Ken Walker, project lead for Eclipse Orion, told InfoQ there are several components improved or added to Orion since 5.0.
The initial support for Docker.io containers for developer workspaces is released, and the team is working with the Eclipse Foundation infrastructure team to make this available at OrionHub. With the Docker container support, a developer will be able to run standard Node.js tools against their Orion workspace.
If you are a Node.js developer then having the Docker.io capabilities will make your cloud-based development easier.
Talking about the changes, Windatt said:
Windatt continues that users can now customise the warnings they see on the new validation settings page, and each validation rule can be set to error, warning, or ignore. Further to this, Orion 6.0 brings a large number of added rules, including warning users about issues such as discouraged code styles, missing documentation, unused variables, and unreachable code. Users are able to set for themselves the severity of rules via the validation settings page.
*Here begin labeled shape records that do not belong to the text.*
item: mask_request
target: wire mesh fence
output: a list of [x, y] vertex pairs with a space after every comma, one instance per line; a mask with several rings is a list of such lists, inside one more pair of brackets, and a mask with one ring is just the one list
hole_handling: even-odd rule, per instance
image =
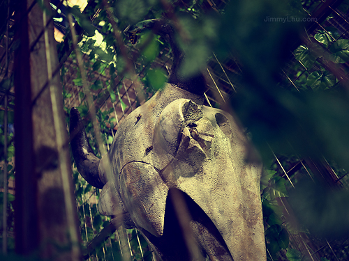
[[[341, 2], [343, 4], [341, 5]], [[349, 39], [348, 33], [349, 17], [346, 1], [303, 1], [302, 3], [309, 17], [315, 18], [313, 21], [316, 22], [314, 23], [315, 25], [312, 24], [311, 26], [309, 26], [311, 29], [306, 31], [306, 36], [302, 39], [303, 42], [297, 47], [292, 58], [288, 61], [285, 68], [282, 68], [279, 84], [281, 88], [291, 92], [301, 92], [316, 90], [319, 88], [334, 88], [336, 86], [339, 88], [341, 85], [348, 86], [348, 61], [346, 56], [347, 54], [340, 53], [341, 50], [347, 51], [345, 45], [347, 45], [347, 42], [343, 40]], [[224, 1], [207, 1], [205, 4], [213, 10], [223, 10], [225, 5]], [[207, 8], [205, 5], [202, 6], [202, 8]], [[105, 9], [105, 6], [94, 8], [94, 12], [96, 11], [90, 15], [98, 17], [98, 13]], [[3, 33], [0, 43], [1, 132], [5, 138], [8, 137], [3, 139], [3, 155], [1, 159], [3, 161], [1, 168], [4, 174], [1, 191], [3, 200], [10, 202], [8, 204], [2, 204], [5, 216], [2, 221], [4, 253], [8, 248], [13, 249], [14, 247], [13, 242], [11, 242], [14, 237], [13, 216], [14, 210], [11, 203], [13, 198], [11, 195], [15, 194], [13, 180], [15, 176], [13, 162], [13, 131], [11, 129], [13, 127], [11, 122], [13, 121], [11, 117], [13, 116], [11, 115], [14, 110], [13, 56], [15, 42], [13, 40], [13, 35], [9, 32], [10, 31], [9, 29], [13, 23], [11, 12], [12, 10], [8, 6], [7, 15], [8, 23], [6, 24], [7, 29], [3, 29]], [[327, 15], [325, 17], [322, 17], [324, 14]], [[101, 42], [105, 42], [105, 39], [110, 37], [105, 33], [103, 34], [103, 26], [97, 27], [99, 33], [103, 38]], [[70, 108], [79, 107], [87, 119], [91, 104], [85, 102], [88, 94], [86, 93], [83, 85], [87, 84], [93, 97], [93, 104], [96, 108], [96, 118], [98, 123], [102, 125], [103, 146], [105, 149], [108, 149], [119, 125], [127, 115], [154, 93], [155, 90], [150, 88], [147, 82], [148, 80], [147, 72], [149, 68], [162, 68], [165, 74], [167, 74], [170, 70], [172, 58], [169, 54], [168, 47], [165, 46], [159, 52], [154, 63], [144, 64], [144, 60], [142, 60], [144, 58], [139, 54], [138, 47], [135, 47], [131, 44], [127, 45], [128, 50], [133, 57], [132, 69], [139, 77], [135, 79], [131, 73], [128, 73], [127, 66], [125, 65], [124, 68], [119, 68], [118, 65], [113, 63], [112, 61], [108, 61], [109, 57], [103, 58], [103, 55], [109, 54], [108, 51], [103, 49], [105, 47], [101, 46], [101, 43], [96, 45], [95, 40], [93, 40], [94, 42], [91, 45], [90, 39], [87, 37], [84, 40], [83, 38], [80, 39], [79, 49], [82, 51], [85, 72], [82, 72], [81, 68], [79, 68], [77, 58], [74, 52], [67, 51], [66, 56], [64, 57], [62, 56], [59, 72], [64, 86], [64, 105], [67, 115]], [[94, 49], [92, 52], [91, 47]], [[73, 48], [70, 48], [70, 51], [72, 50]], [[102, 52], [98, 53], [101, 51]], [[110, 52], [113, 54], [112, 56], [116, 55], [115, 50]], [[118, 59], [119, 60], [119, 58]], [[124, 63], [127, 63], [124, 61]], [[225, 104], [229, 103], [230, 99], [237, 90], [241, 88], [240, 80], [243, 70], [244, 68], [242, 68], [234, 58], [229, 57], [222, 60], [215, 54], [212, 54], [206, 68], [209, 83], [205, 93], [206, 104], [224, 107]], [[83, 82], [82, 74], [86, 74], [87, 82]], [[143, 84], [142, 88], [140, 88], [140, 83]], [[88, 123], [87, 129], [90, 138], [93, 139], [93, 136], [96, 135], [96, 130], [94, 132], [92, 129], [93, 124]], [[96, 148], [101, 146], [101, 144], [97, 145], [98, 142], [94, 139], [94, 141], [96, 152], [98, 153]], [[292, 148], [290, 150], [292, 150]], [[311, 179], [315, 179], [318, 173], [332, 185], [339, 186], [343, 188], [341, 189], [348, 189], [349, 178], [348, 173], [339, 168], [334, 163], [330, 161], [329, 164], [325, 159], [319, 162], [312, 159], [304, 159], [297, 155], [292, 157], [279, 155], [274, 156], [273, 169], [277, 172], [279, 176], [287, 182], [285, 185], [287, 189], [291, 189], [294, 187], [293, 184], [297, 184], [302, 177], [309, 176]], [[126, 258], [124, 260], [128, 260], [127, 258], [133, 260], [158, 260], [144, 237], [135, 229], [114, 228], [117, 228], [115, 232], [108, 235], [105, 240], [105, 238], [101, 240], [98, 246], [95, 246], [93, 249], [89, 248], [89, 244], [91, 244], [94, 239], [98, 237], [103, 229], [110, 228], [109, 226], [112, 219], [101, 216], [98, 212], [99, 191], [92, 188], [82, 180], [76, 170], [73, 176], [77, 209], [80, 221], [80, 232], [82, 244], [88, 250], [84, 253], [85, 259], [119, 260], [123, 258], [122, 257], [126, 257], [124, 258]], [[8, 191], [10, 194], [8, 194]], [[6, 196], [8, 198], [6, 198]], [[283, 228], [286, 229], [290, 237], [290, 248], [298, 250], [303, 256], [311, 260], [346, 260], [349, 258], [348, 238], [341, 239], [320, 238], [309, 233], [309, 231], [297, 230], [296, 228], [289, 224], [289, 220], [293, 218], [293, 214], [287, 198], [281, 196], [276, 200], [283, 213]], [[124, 242], [120, 239], [121, 237], [124, 237]], [[291, 260], [286, 254], [285, 249], [279, 251], [278, 260], [288, 258]], [[275, 257], [270, 253], [268, 258], [275, 260]]]

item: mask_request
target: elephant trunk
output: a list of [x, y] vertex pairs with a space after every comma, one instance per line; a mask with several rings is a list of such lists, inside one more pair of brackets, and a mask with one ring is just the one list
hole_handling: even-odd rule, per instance
[[89, 184], [103, 189], [105, 181], [99, 175], [101, 159], [94, 155], [89, 143], [83, 122], [76, 108], [70, 109], [70, 146], [77, 170]]

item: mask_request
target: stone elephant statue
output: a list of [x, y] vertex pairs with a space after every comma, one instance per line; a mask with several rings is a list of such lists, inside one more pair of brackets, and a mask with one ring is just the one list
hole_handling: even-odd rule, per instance
[[[145, 24], [172, 40], [168, 23]], [[184, 56], [176, 48], [179, 66]], [[250, 160], [253, 150], [234, 117], [203, 105], [203, 76], [186, 79], [173, 68], [165, 88], [121, 122], [101, 159], [70, 110], [77, 169], [102, 189], [101, 214], [121, 212], [163, 260], [265, 260], [261, 164]]]

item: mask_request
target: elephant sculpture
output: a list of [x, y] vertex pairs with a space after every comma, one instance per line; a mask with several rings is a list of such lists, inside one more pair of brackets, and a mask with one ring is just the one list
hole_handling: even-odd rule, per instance
[[251, 160], [253, 150], [235, 118], [203, 105], [204, 77], [180, 74], [185, 55], [174, 26], [152, 19], [125, 33], [137, 39], [147, 29], [171, 45], [171, 73], [122, 122], [101, 159], [70, 110], [73, 155], [82, 177], [102, 189], [99, 212], [118, 208], [125, 226], [141, 231], [163, 260], [265, 260], [261, 164]]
Eclipse's Orion project hasn't always been uncomplicated. When Mike Milinkovich, executive director of the Eclipse Foundation, introduced Orion in January 2011, entrepreneur and software architect Zviki Cohen commented that most online IDEs didn't come close "to the rich feature set you get from a true desktop" and the Eclipse IDE was "just joining the crowd".
Journalist Neil McAllister in his 2011 article "Will Orion get developers to code in the cloud?" was also less than complimentary. McAllister said:
As impressive as Orion may be, it's also underwhelming. A programmer's editor running inside a browser window might sound extraordinary, but so does a dog riding a bicycle. Neither is particularly useful.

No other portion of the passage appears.